Comparative slot facings per opening for Alternative 1: +14.28%
|Dimension Description||Present Container||Suggested Container|
|Shelf Section Module Height||84||81|
|Vertical Shelf Spacing||12||9|
|Shelf Openings per Module||7||9|
Comparative increase in container storage capacity per module: +47% (1.2857 x 1.1428)
Comparative increase in slot facings per module: +47% (1.2857 x 1.1428)
Note: Converting the above capacity figures to space needs, the present library collections could be stored in 32% less space, calculated as 100% - (100%/147%).
The potential reuse of surplus library RC storage space for each of the distribution options is as follows:
- All Mass Duplication Option – 50%
[32% for less DTB space needed (relative to RC), plus 18% for faster weeding and consolidation of weeded inventories]

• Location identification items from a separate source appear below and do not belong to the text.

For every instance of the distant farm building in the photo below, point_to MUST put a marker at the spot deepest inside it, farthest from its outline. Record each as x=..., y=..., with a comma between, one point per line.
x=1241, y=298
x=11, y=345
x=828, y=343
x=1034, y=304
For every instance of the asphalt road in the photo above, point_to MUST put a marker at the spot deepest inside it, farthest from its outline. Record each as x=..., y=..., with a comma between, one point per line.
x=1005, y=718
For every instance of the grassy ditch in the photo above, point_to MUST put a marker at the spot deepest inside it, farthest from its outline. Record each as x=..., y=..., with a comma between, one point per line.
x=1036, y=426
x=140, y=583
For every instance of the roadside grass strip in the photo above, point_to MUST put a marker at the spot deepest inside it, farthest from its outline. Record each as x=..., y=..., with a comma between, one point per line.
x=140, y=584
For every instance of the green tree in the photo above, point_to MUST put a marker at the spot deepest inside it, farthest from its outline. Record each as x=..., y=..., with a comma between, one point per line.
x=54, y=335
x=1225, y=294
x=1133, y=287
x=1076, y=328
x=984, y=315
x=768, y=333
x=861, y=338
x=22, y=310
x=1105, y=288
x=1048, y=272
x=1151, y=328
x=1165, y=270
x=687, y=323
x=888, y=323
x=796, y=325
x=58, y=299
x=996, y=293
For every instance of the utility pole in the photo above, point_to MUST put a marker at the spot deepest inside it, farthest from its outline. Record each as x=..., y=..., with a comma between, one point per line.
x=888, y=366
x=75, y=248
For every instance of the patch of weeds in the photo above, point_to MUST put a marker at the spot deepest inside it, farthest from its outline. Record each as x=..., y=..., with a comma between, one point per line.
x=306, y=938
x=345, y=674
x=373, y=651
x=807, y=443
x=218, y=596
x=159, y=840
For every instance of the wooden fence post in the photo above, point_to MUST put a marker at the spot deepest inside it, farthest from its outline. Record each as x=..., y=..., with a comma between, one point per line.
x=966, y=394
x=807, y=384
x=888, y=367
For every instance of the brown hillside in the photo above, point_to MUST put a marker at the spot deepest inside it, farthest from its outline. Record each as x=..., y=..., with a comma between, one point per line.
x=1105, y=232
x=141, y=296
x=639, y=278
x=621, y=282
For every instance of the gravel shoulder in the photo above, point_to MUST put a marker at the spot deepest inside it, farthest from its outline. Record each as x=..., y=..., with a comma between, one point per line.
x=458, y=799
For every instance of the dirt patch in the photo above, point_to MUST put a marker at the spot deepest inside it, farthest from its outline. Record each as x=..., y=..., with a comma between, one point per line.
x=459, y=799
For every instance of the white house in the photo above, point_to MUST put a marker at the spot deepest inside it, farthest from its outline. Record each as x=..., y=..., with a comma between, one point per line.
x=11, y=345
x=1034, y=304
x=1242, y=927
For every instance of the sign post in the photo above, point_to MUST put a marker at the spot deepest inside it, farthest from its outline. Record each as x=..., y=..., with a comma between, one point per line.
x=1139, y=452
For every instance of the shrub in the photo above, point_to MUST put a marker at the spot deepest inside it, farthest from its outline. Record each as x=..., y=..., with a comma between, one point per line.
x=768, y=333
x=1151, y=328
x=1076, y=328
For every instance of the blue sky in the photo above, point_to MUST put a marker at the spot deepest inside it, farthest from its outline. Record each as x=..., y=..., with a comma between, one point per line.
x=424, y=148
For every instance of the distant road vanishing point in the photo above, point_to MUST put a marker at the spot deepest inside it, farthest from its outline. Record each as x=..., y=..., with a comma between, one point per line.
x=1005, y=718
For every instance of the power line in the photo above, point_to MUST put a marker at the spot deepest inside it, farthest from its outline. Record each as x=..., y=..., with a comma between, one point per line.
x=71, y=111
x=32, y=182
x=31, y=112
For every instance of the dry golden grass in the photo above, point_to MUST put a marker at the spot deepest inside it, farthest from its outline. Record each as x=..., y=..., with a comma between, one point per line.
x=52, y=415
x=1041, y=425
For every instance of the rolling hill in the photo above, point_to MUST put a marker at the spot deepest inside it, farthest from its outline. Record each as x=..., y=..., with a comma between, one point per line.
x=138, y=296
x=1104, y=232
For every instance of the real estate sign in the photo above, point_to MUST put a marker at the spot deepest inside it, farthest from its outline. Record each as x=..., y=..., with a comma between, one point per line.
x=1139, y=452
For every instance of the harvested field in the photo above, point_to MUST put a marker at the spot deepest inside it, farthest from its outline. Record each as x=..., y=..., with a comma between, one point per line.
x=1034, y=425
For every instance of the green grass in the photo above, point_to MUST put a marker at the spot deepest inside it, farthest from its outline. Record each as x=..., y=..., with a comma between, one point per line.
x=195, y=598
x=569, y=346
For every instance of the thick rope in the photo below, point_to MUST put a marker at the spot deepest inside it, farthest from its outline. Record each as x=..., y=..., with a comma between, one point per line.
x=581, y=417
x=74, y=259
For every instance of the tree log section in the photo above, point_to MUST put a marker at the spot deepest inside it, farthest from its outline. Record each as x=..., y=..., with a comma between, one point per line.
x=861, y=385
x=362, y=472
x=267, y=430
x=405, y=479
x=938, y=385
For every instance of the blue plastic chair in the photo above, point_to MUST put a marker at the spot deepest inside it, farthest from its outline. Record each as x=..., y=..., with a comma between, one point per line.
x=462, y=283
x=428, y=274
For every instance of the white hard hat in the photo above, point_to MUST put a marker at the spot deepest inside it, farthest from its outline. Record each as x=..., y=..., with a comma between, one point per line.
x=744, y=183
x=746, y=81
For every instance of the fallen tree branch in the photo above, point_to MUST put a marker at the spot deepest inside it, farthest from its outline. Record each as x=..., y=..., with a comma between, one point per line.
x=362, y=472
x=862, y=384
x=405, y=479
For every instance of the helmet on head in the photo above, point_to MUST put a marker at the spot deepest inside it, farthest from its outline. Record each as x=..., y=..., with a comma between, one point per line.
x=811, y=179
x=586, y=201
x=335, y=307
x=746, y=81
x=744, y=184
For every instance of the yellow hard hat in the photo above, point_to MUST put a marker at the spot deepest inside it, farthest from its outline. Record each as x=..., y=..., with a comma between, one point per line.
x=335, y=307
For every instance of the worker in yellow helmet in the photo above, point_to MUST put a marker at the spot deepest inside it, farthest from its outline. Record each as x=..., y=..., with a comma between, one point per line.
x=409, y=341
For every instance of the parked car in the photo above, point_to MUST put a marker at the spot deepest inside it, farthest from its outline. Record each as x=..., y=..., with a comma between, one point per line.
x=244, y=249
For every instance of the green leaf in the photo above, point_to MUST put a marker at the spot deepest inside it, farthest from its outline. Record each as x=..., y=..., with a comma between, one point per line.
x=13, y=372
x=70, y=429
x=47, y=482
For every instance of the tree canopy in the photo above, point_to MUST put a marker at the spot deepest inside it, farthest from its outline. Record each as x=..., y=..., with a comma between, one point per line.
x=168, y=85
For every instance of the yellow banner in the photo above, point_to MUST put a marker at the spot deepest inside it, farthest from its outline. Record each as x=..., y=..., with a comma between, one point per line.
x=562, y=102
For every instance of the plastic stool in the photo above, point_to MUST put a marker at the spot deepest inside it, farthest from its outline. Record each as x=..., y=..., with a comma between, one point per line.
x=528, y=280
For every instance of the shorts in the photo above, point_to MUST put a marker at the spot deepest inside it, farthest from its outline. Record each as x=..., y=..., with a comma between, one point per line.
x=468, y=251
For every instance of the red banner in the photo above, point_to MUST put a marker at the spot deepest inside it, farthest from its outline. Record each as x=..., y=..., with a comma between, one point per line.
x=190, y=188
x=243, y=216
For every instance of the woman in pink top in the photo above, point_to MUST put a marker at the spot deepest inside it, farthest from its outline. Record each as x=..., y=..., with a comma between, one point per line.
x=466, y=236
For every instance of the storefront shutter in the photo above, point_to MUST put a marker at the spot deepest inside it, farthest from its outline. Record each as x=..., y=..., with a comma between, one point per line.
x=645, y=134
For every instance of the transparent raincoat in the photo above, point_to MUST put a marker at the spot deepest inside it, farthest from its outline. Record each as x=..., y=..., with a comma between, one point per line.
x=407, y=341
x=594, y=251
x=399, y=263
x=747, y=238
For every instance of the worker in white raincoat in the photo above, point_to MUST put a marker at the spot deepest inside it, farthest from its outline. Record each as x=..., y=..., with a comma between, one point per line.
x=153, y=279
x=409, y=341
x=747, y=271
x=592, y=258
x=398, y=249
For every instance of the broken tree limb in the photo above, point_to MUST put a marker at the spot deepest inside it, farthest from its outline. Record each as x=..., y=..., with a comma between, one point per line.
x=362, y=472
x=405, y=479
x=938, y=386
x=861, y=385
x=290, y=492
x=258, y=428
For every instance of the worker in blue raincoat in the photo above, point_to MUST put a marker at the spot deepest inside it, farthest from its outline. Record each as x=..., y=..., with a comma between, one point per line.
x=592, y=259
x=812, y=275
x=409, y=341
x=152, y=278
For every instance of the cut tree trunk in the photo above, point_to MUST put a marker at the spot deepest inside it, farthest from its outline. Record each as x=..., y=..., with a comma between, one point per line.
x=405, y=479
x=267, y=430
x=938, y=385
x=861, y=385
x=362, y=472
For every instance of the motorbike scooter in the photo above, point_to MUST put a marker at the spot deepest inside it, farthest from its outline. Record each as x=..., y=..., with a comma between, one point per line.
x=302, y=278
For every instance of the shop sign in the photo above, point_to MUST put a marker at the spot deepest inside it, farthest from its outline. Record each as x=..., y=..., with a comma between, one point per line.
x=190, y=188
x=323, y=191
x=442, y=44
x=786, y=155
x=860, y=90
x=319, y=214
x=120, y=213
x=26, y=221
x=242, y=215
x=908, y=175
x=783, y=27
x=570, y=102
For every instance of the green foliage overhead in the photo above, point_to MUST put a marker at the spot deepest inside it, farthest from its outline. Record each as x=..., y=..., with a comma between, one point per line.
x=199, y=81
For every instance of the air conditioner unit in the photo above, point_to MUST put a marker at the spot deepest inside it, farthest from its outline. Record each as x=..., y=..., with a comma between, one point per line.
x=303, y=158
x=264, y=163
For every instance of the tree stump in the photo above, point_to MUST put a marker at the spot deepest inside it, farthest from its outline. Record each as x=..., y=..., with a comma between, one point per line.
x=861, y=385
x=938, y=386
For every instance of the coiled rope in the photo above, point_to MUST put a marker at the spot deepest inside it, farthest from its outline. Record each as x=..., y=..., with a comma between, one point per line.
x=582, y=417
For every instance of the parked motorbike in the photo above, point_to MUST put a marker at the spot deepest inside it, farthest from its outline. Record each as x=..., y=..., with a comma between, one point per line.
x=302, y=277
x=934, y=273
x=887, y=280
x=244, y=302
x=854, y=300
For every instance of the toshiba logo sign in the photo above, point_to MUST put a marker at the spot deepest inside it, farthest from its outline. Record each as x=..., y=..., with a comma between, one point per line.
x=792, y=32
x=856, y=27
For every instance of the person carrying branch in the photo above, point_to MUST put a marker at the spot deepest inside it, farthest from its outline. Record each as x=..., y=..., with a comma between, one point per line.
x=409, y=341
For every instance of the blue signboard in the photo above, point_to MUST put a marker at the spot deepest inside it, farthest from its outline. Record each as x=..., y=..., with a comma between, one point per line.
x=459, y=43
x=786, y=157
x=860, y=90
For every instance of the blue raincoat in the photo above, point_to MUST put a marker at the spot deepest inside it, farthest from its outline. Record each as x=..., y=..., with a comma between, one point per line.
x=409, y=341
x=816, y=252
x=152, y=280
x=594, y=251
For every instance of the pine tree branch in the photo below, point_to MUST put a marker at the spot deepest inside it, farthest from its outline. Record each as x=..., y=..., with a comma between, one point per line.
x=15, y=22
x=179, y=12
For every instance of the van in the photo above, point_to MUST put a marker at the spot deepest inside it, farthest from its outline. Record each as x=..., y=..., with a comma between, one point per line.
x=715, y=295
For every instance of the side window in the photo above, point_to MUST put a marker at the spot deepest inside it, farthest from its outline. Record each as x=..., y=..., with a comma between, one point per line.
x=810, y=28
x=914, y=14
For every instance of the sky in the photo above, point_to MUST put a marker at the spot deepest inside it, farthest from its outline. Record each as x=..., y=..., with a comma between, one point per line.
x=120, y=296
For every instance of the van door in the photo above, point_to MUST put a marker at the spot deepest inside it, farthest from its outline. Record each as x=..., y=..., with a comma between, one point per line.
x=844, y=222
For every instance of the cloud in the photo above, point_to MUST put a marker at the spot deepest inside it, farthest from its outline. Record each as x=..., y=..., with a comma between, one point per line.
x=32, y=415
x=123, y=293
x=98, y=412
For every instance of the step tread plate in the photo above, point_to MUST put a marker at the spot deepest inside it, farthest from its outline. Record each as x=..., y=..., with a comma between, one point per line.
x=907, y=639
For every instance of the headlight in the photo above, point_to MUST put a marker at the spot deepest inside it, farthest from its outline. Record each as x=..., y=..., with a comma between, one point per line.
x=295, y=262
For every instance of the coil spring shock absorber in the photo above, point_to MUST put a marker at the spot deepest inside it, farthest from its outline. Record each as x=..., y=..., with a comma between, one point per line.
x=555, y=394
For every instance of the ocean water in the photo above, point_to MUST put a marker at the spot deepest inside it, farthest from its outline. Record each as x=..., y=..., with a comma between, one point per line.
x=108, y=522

- All Duplication-on-Demand Distribution Option – 100%
- Hybrid Distribution Option – variable depending upon title apportionment split measured relative to the All Mass Duplication option
It should be noted that collection storage space will not be freed-up until the DOD Centers are in operation and there could, in fact, be a slight increase in space needs during the transition period. This issue will be further addressed during development of the transition plan in Task 4 of this project.
For the Maryland Regional Library, the percentage of library space used for RC storage is about 29% as cited earlier in the report. The percentage of RC storage space used in six other regional libraries was provided by NLS and is shown along with that for Maryland in Appendix 56. For this sample of seven regional libraries, the unweighted average percentage of total facility space used for RC storage is 47% and the weighted average is 40%. The weighted average value of 40% is used in the cost model.
The present cassette containers, which are of end-opening clamshell design, are 6" long x 4.75" wide x 1.5" deep, and the lid portion of the container is 1" high. The bottom of the container contains a slot for a 3" x 5" address card, and a Braille label on the container appears directly below the address card.
The hinge end of the container has a 9/16" x 1 3/8" label showing the title number. One side of the lid has a 9/16" x 3 7/8" label showing the title number, title description, and other information. The other side of the lid is used by the libraries to affix a label containing a scannable copy number, as this is the only free surface available.
The pro forma cartridge container is 6" long x 4.125" wide x 1.07" high and could possibly be of other than clamshell design. There would be sufficient room on one end of the container for a label perhaps 3 5/8" long. The information on this label could include the title number, space for a bar-coded title number, and space for the libraries to affix a label containing a scannable copy number. With this orientation, the copy number would be visible from the storage aisle. All labels could and should be higher than 9/16", for better readability.
An estimated 67% of the new titles produced would make use of reconditioned containers. All container labels should therefore be designed for ready removal, after three or more years in circulation.
An alternative container labeling method that has some merit is to use a copy of the cartridge label, which has both print and Braille legend, or perhaps a smaller version would be better. The label would be placed on the top of the container, which would be an advantageous location for the reader, and a cartridge labeling machine could probably be modified to affix the label to the container.
We have also considered the impending problem that a reader would have in distinguishing the one cartridge in five that should be returned to a DOD Center rather than to a network library. Since there are no liberties with cartridge design, this differentiation must come from the label. While there is some merit in using a different color, the most defining solution would be to provide a tactile border on either the Braille portion of the label or a tactile feature on the print label (TBD).